Parabola della malata che si ribella

Una donna colpita da grave malattia si ribella violentemente alle frasi di consolazione dette dalla “solita suora invasata”. Prima lo sfogo e poi qualche notizia:

Tutti in vacanza, meno la solita suora invasata e forse solo superficiale, sana e scattante, che sostituisce la suora anziana e dolce che di solito mi porta la Comunione, e mi ha ripetuto quella frase che mi fa impazzire: “Il Signore ti ama, ti vuole bene; per questo ti associa alla sua missione”. Ma non ditele queste cose a uno che è qui e che non sa come uscire da un buio totale, anche spirituale.
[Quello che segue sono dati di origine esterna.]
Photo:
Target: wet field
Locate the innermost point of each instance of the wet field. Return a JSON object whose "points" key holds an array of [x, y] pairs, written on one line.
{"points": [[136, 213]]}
Per favore, non ditele, non servono a niente, anzi creano dentro ancor più ribellione.
Insisteva nel dire che sono una “prediletta” perché Gesù manda le prove a chi le può sopportare… Ma quando ci sei dentro fino al collo, come fai a crederci? Ma lo sa quello che dice…? L’ho scandalizzata di brutto, non ho voluto la Comunione. In quel momento ho voluto così tanto male a quella suora che non mi sembrava giusto nei confronti del Signore. Poi, verso sera, sono stata malissimo (non mi ricordo di essermi mai comportata in modo così scortese con qualcuno). Meno male che dopo cena è passato da me il cappellano (subito informato dalla suora). Lui è generosissimo: è l’unico qui dentro con cui riesco a parlare liberamente, dire le mie paure senza timore di essere tacitata. Se ne è andato che era quasi mezzanotte: nell’andare via mi ha chiesto: “Vuoi Gesù Eucaristia?” – “Certo che sì!” È stato un momento speciale.

Si tratta di una pagina di diario riportata alle pp. 194s – capitolo Testimonianze – del volume L’Oftal a Milano. Appunti di cronaca, spunti di riflessione, Ancora, Milano 2009. Dell’autrice del diario conosciamo le iniziali: V. B. Non sappiamo la città, né l’età. Il testo – più ampio dei due paragrafi che ho riportato – nel volume è preceduto da questa nota:

La testimonianza che segue riporta l’esperienza in diretta di una malattia potenzialmente mortale e altamente invalidante. Seguono poi riflessioni «a caldo» dopo il raggiungimento di un sia pur precario equilibrio. Questi pensieri sono tratti da un diario privato della malata riesumato per questa circostanza, dietro nostra insistenza e consegnatoci con la preghiera di distruggerlo: «Forse oggi alcune cose non le riscriverei». Oggi, a distanza di dodici anni, la nostra amica è riuscita a riprendere in mano la sua vita e a fare volontariato.